It is the job of first responders to get everyone to safety in an emergency, but there is an extra challenge in a home where there are children with disabilities.
But now in Bay Shore, Long Island, there is a new way to keep those children safe.
Kimberly Sennes’ daughter, McKenzie, has nonverbal autism. She communicates by pressing buttons on an iPad.
Normally, it is a pretty good system. But in an emergency, not so much.
“It doesn’t matter who’s walking through the door,” Sennes said. “She doesn’t understand what to do in an emergency. She’d be completely unprepared and unpredictable.”
Sennes knew there had to be a solution, and with the help of other mothers, she found one.
A simple registry would do the trick, so that in any crisis, first responders would know exactly what homes in Bay Shore needed special attention.

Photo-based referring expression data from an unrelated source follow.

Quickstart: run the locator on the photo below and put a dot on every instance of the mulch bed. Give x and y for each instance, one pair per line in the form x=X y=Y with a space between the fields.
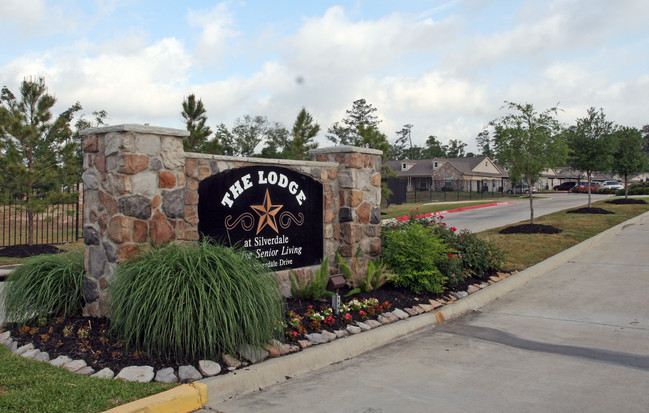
x=627 y=201
x=586 y=210
x=531 y=229
x=24 y=251
x=89 y=339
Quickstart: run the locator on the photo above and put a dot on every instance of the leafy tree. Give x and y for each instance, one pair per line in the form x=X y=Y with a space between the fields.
x=455 y=149
x=528 y=142
x=361 y=116
x=591 y=144
x=36 y=151
x=248 y=132
x=629 y=158
x=484 y=143
x=433 y=149
x=304 y=132
x=195 y=122
x=278 y=143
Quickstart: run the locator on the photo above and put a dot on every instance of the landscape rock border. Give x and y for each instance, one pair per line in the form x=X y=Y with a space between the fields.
x=250 y=354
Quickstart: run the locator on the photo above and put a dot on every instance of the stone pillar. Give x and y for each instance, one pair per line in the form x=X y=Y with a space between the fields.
x=134 y=193
x=358 y=223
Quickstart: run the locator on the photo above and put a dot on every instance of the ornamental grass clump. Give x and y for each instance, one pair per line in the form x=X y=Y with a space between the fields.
x=45 y=286
x=195 y=301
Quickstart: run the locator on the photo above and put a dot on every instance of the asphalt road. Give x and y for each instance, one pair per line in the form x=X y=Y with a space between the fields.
x=574 y=339
x=482 y=219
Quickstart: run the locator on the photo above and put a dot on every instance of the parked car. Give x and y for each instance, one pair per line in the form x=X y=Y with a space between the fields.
x=565 y=186
x=583 y=187
x=520 y=189
x=611 y=184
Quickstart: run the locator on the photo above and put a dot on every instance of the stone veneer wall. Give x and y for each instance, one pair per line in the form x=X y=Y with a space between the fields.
x=141 y=187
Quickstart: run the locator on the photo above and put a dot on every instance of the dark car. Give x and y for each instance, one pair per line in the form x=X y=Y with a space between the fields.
x=583 y=187
x=565 y=186
x=520 y=189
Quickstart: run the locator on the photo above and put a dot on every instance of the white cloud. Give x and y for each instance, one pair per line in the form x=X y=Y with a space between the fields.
x=217 y=28
x=36 y=17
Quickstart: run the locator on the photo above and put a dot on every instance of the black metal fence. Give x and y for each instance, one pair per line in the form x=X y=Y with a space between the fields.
x=55 y=224
x=415 y=190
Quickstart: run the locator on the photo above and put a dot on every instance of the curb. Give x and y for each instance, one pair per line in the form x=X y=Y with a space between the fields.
x=449 y=211
x=184 y=398
x=277 y=370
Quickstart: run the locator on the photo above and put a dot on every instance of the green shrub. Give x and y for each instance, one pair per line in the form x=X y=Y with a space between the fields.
x=635 y=189
x=480 y=258
x=359 y=277
x=45 y=286
x=313 y=286
x=412 y=253
x=195 y=301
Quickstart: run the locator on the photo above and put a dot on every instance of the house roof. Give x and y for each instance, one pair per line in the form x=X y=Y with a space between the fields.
x=424 y=167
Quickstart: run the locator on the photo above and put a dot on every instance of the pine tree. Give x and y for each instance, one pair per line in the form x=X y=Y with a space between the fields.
x=37 y=151
x=195 y=122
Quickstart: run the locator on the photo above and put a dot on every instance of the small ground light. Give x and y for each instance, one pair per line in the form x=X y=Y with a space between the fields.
x=335 y=283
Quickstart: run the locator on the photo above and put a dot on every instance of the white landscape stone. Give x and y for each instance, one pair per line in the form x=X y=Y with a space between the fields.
x=316 y=338
x=142 y=374
x=74 y=365
x=373 y=323
x=166 y=376
x=400 y=314
x=104 y=373
x=86 y=371
x=363 y=326
x=22 y=349
x=42 y=356
x=188 y=373
x=30 y=354
x=60 y=360
x=209 y=368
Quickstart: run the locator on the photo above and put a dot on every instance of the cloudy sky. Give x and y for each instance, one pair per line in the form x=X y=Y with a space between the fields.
x=443 y=66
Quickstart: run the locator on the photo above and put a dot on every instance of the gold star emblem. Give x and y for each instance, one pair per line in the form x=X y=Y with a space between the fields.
x=267 y=212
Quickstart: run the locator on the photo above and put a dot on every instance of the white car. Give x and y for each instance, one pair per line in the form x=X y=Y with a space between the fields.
x=611 y=184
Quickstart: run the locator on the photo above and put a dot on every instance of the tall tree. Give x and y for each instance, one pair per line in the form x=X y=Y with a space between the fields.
x=455 y=149
x=278 y=142
x=35 y=148
x=528 y=142
x=591 y=144
x=248 y=133
x=484 y=143
x=304 y=131
x=348 y=131
x=434 y=148
x=195 y=122
x=403 y=147
x=629 y=158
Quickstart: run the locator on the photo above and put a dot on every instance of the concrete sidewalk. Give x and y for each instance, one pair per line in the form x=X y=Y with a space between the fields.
x=569 y=334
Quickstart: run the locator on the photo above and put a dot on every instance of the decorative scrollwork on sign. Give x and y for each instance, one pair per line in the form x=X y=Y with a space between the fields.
x=247 y=221
x=286 y=217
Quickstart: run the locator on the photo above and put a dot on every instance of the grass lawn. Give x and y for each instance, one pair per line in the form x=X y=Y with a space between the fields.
x=27 y=385
x=34 y=386
x=524 y=250
x=396 y=211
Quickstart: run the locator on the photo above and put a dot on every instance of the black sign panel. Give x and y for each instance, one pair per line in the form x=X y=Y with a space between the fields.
x=275 y=213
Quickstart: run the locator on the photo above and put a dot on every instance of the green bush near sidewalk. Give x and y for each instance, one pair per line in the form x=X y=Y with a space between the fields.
x=45 y=286
x=195 y=301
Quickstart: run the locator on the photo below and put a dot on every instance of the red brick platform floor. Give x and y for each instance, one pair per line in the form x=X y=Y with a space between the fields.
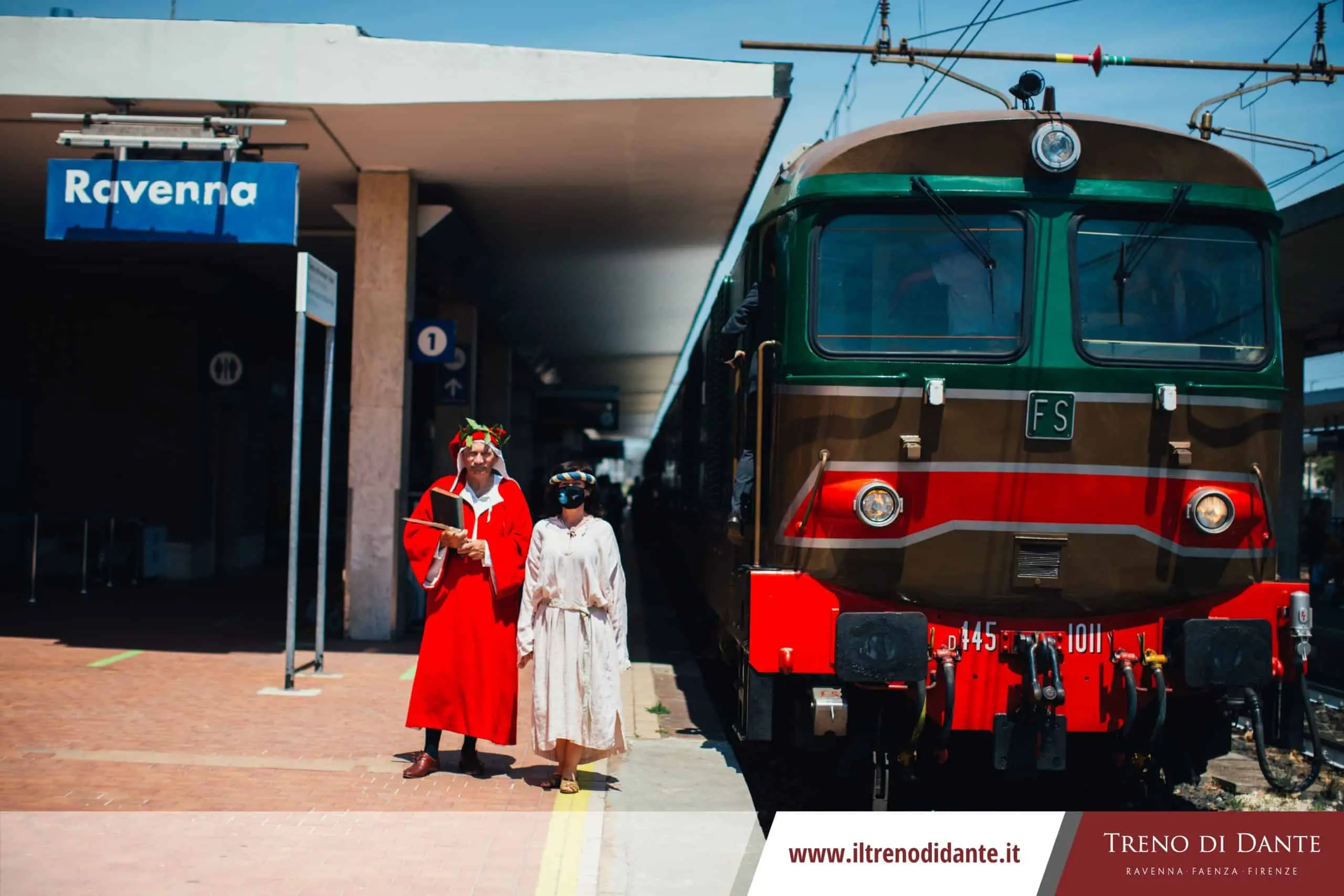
x=188 y=731
x=250 y=793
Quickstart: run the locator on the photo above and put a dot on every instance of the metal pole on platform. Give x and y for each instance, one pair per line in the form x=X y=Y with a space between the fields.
x=295 y=458
x=84 y=563
x=320 y=635
x=33 y=579
x=112 y=544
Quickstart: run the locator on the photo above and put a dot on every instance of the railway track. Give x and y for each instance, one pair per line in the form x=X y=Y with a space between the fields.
x=1328 y=704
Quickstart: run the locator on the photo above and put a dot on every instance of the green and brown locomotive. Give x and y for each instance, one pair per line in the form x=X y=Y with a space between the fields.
x=1014 y=417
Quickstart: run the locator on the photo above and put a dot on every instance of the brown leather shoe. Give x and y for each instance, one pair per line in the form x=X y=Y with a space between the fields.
x=424 y=765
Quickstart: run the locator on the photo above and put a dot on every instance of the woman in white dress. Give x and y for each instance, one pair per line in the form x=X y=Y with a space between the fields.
x=573 y=621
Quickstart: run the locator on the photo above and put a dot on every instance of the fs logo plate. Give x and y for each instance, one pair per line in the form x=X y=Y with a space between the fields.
x=1050 y=416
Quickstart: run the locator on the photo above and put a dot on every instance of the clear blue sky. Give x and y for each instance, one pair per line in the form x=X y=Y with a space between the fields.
x=711 y=29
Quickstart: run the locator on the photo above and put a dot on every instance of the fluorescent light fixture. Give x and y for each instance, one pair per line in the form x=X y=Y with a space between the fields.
x=119 y=141
x=205 y=121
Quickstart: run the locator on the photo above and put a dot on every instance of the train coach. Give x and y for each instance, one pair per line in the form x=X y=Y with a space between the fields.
x=1011 y=414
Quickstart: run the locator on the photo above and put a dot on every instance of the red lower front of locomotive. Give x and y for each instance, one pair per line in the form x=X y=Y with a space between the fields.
x=1090 y=675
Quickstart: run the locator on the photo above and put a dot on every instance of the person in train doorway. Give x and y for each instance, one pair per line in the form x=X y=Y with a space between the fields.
x=737 y=336
x=467 y=676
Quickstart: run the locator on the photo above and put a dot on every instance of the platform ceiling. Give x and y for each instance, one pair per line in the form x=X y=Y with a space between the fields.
x=605 y=186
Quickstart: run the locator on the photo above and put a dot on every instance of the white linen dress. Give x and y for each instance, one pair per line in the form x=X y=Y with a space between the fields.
x=573 y=621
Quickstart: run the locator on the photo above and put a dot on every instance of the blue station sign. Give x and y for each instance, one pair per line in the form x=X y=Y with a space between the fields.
x=212 y=202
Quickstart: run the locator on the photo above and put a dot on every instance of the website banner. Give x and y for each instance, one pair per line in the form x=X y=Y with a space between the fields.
x=1066 y=853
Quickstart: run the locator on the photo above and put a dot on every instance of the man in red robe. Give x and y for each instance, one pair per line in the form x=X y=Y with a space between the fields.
x=467 y=675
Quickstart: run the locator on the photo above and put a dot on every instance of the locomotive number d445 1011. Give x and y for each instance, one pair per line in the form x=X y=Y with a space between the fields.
x=990 y=636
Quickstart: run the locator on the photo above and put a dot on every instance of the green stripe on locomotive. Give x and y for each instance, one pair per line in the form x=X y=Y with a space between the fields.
x=1050 y=361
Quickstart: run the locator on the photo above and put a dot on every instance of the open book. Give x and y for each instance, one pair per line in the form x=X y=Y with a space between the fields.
x=447 y=510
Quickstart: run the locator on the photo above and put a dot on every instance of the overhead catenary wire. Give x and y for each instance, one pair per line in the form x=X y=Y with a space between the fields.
x=953 y=65
x=964 y=30
x=1307 y=183
x=834 y=127
x=1309 y=16
x=1314 y=164
x=1011 y=15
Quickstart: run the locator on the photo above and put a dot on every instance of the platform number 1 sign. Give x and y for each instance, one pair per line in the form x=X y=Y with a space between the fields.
x=433 y=342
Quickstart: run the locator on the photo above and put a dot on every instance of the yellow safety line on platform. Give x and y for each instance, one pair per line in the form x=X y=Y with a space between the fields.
x=560 y=875
x=108 y=661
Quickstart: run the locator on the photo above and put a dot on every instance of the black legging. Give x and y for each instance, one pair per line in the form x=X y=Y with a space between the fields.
x=432 y=736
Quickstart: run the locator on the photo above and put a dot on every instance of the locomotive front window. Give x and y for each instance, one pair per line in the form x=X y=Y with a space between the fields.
x=908 y=285
x=1184 y=294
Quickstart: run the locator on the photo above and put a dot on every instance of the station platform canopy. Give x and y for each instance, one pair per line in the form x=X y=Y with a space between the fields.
x=1311 y=279
x=606 y=186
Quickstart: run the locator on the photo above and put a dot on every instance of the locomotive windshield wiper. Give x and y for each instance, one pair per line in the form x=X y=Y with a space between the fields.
x=949 y=219
x=1132 y=253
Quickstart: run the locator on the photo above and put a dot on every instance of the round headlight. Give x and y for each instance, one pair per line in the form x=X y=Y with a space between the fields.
x=877 y=504
x=1055 y=147
x=1211 y=511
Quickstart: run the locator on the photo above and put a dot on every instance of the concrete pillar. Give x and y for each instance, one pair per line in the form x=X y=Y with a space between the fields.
x=1290 y=461
x=380 y=404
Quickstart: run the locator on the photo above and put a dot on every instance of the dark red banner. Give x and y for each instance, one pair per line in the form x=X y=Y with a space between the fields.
x=1191 y=853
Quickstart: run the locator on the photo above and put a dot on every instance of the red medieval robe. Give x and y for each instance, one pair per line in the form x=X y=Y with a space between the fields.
x=467 y=675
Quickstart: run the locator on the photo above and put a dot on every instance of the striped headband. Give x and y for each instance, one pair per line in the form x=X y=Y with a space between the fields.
x=560 y=479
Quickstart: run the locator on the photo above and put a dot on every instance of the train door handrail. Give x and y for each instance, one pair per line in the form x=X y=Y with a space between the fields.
x=760 y=486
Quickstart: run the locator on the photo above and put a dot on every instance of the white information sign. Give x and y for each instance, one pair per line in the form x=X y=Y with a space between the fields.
x=315 y=293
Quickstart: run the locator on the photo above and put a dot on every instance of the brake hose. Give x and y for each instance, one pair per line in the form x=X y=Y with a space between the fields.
x=1131 y=702
x=1258 y=727
x=949 y=680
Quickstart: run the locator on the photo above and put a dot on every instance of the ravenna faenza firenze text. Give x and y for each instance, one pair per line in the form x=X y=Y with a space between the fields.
x=160 y=193
x=1245 y=842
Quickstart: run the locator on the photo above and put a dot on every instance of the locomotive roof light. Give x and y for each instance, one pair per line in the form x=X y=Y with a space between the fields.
x=878 y=504
x=1211 y=511
x=1055 y=147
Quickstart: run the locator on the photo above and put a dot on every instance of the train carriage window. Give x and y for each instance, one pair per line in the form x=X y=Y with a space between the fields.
x=1195 y=294
x=906 y=285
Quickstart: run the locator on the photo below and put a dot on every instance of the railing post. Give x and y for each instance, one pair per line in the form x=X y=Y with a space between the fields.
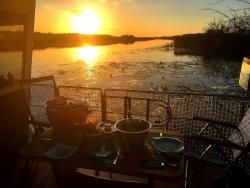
x=125 y=111
x=148 y=109
x=103 y=105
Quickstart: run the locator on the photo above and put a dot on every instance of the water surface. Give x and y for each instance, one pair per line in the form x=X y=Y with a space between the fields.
x=146 y=65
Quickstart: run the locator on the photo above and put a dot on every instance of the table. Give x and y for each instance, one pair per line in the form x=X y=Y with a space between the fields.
x=35 y=150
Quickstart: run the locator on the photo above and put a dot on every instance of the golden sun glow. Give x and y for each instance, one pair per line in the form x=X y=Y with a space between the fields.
x=87 y=22
x=88 y=54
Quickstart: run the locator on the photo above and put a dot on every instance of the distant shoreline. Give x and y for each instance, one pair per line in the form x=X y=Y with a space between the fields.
x=13 y=41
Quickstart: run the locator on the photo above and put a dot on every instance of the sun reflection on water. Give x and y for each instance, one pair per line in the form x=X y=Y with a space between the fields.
x=88 y=54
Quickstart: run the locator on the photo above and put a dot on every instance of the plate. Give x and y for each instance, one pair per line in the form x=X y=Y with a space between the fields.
x=61 y=151
x=101 y=150
x=169 y=146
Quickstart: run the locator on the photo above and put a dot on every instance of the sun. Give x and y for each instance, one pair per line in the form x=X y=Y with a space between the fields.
x=87 y=22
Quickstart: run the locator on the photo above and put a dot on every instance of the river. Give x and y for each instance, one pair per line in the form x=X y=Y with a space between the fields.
x=146 y=65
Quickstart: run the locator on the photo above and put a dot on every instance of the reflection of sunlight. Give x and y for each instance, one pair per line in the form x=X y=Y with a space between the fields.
x=88 y=54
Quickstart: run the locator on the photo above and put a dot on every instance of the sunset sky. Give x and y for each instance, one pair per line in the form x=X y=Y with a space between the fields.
x=137 y=17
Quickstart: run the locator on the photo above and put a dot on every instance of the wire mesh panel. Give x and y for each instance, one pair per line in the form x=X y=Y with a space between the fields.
x=184 y=106
x=140 y=104
x=221 y=108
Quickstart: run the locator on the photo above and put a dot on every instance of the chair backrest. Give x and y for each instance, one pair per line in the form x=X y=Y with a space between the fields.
x=242 y=135
x=78 y=179
x=37 y=92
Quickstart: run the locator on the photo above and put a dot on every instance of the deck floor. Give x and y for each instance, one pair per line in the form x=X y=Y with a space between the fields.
x=40 y=175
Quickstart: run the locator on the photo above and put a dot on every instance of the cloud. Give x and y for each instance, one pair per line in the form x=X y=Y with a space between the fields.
x=115 y=1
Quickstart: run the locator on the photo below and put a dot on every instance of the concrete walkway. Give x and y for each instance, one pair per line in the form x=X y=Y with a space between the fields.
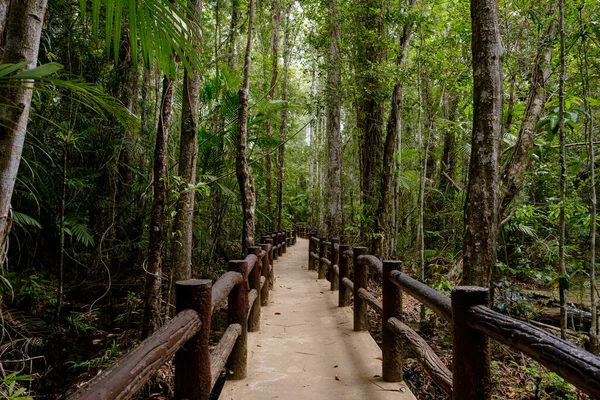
x=306 y=348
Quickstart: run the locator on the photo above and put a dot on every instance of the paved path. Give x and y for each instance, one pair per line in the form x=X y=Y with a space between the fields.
x=306 y=348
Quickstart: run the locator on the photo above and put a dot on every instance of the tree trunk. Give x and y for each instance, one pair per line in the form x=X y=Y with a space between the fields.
x=370 y=114
x=284 y=121
x=481 y=205
x=181 y=246
x=269 y=124
x=334 y=136
x=244 y=178
x=562 y=220
x=23 y=32
x=394 y=131
x=518 y=162
x=152 y=314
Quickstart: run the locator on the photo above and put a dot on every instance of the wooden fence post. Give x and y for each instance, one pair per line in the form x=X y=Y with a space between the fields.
x=471 y=375
x=272 y=269
x=361 y=280
x=280 y=244
x=344 y=294
x=392 y=308
x=192 y=361
x=335 y=260
x=322 y=253
x=254 y=283
x=311 y=249
x=265 y=268
x=275 y=243
x=237 y=313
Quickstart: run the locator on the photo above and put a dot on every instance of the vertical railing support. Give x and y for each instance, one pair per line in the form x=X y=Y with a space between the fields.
x=361 y=278
x=392 y=308
x=254 y=283
x=471 y=375
x=280 y=244
x=237 y=313
x=192 y=361
x=344 y=294
x=275 y=238
x=322 y=253
x=311 y=249
x=335 y=260
x=265 y=268
x=272 y=268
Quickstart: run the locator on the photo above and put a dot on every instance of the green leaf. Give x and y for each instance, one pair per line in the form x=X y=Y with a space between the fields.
x=39 y=72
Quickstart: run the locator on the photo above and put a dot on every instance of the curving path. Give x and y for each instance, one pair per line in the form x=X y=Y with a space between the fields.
x=306 y=348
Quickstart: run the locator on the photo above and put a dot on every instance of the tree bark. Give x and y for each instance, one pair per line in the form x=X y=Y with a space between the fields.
x=23 y=32
x=371 y=51
x=481 y=205
x=269 y=124
x=562 y=220
x=284 y=121
x=518 y=162
x=244 y=178
x=152 y=314
x=182 y=242
x=334 y=136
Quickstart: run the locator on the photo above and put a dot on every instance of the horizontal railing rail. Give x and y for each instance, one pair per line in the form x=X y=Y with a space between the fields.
x=244 y=287
x=471 y=321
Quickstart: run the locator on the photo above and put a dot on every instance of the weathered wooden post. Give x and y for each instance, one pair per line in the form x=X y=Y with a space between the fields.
x=275 y=238
x=311 y=249
x=280 y=244
x=192 y=361
x=254 y=283
x=392 y=308
x=322 y=254
x=335 y=260
x=471 y=374
x=272 y=269
x=361 y=277
x=237 y=313
x=265 y=268
x=344 y=294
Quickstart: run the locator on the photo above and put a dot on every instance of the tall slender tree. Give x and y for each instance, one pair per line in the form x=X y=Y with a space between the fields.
x=481 y=204
x=22 y=32
x=244 y=177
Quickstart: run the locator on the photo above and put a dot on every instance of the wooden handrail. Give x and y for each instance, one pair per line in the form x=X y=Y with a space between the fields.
x=430 y=297
x=572 y=363
x=132 y=371
x=372 y=262
x=472 y=323
x=187 y=334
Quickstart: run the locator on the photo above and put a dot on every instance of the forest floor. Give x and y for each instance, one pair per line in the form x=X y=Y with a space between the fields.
x=514 y=376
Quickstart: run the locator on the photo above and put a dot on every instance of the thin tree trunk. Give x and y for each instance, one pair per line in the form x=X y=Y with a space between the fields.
x=244 y=178
x=182 y=242
x=269 y=124
x=284 y=121
x=562 y=221
x=589 y=127
x=61 y=257
x=481 y=204
x=23 y=32
x=394 y=127
x=152 y=308
x=518 y=162
x=334 y=136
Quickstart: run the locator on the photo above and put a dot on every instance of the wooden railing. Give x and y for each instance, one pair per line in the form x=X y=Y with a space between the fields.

“We do have all this technology available to us, so this should just be another instrument that we use in a situation like this to just make us all a stronger, healthier community,” said Dana DeRuvo Hanner, co-founder of the Special Moms Network.
There are more than 1,100 special needs kids in Bay Shore, each with a unique emergency situation, which means more than 1,100 unique emergency situations. The new database gives first responders the tools to handle each one – whether the child is high-functioning or nonverbal.
“Because they are unpredictable,” said Gloria Costello, a special needs parent. “They could be totally thrilled to see the fireman or the policeman, or they could be frightened or they could be hiding or you know, try to escape.”
Parents can fill out a form, available on the Special Moms Network website, and send it in to the Bay Shore police or fire department.
“We all need to know what’s going on,” said Bay Shore fire Capt. Michael Sutch. “Information is crucial.”
Sennes said the program could go statewide. But right now, she is happy knowing that even though her little McKenzie can’t talk, she should be safe.
The Bay Shore Fire Department said they already have a similar program in place. The new registry would expand on it, making the information available to all emergency responders.